I wrote the following python script to do this.

green = 'XLULDLLLURRUURDRUULLLDDLUUURRRRRDDDDY'
table = green.maketrans('LRUD', 'RLDU')
red = green.translate(table)
N = len(green)
distance = { }
step = { }

for n in range(N):
    distance[n,n] = 0
for k in range(1, N):
    for n in range(N-k):
        if green[n+1] == red[n+k-1]:
            distance[n,n+k] = 1 + distance[n+1,n+k-1]
            step[n,n+k] = green[n+1]
        elif distance[n,n+k-1] <= distance[n+1,n+k]:
            distance[n,n+k] = 1 + distance[n,n+k-1]
            step[n,n+k] = red[n+k-1]
        else:
            distance[n,n+k] = 1 + distance[n+1,n+k]
            step[n,n+k] = green[n+1]

print(f'{distance[0,N-1]} steps required')
G = 0
R = N-1
steps = ''
while G < R:
    s = step[G,R]
    steps += s
    if s == green[G+1]:
        G += 1
    if s == red[R-1]:
        R  -= 1
print(steps)

In the green path, X and Y are just placeholders for the starting positions, and U,D,L,R are the moves needed to get to that cell. The red path is the same as the green, with the directions reversed.

The program produces the following output:

26 steps required
UUUULULDLLLDDDRUURRUURDDLU 

So, if I haven't made any mistakes, $26$ steps are required, the first $4$ of which are "up", and so on.

I haven't checked this script carefully at all. You should probably make some small cases that you can solve by hand, and test the script on them. Let me know of any problems, please.

Answer 2

One algorithm that works is breadth first search. The state space consists of ordered quadruplets $(x_1,y_1,x_2,y_2)$, where $(x_1,y_1)$ are the coordinates of the first piece and $(x_2,y_2)$ are the coordinates of the second piece. The program would maintain

• a queue of states, initially only containing the initial state,
• a set of visited states, initially containing the initial state,
• a dictionary which records the how each state was reached, initially with no entries.
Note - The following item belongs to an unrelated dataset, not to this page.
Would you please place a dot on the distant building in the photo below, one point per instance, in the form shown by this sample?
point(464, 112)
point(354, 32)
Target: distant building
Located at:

It then repeatedly dequeues a state $s$ from the queue, adds $s$ to the set of visited states, and then enqueues the four states reachable from $s$ attained by pressing up, down, left and right which have not already been visited. This is where specifics of the maze have to be used; if there is a wall to the right of $(x_1,y_1)$, then $x_1$ is not increased by pressing right, but otherwise, pressing right increases $x_1$ by one. This continues until a state where $x_1=x_2$ and $y_1=y_2$ is dequeued.

Furthermore, for each state $t$ added to the queue, a dictionary entry with key $t$ and value $s$ is added to the dictionary. That way, when the algorithm stops, you can backtrack from the final state to find the path which led to it. That is, if the final state is $f_0$, use the dictionary to find the state $f_1$ which lead to it, then the state $f_2$ which led to $f_1$, and so on until you get back to the start state. By using a queue, it is ensured that the resulting path is indeed the shortest path.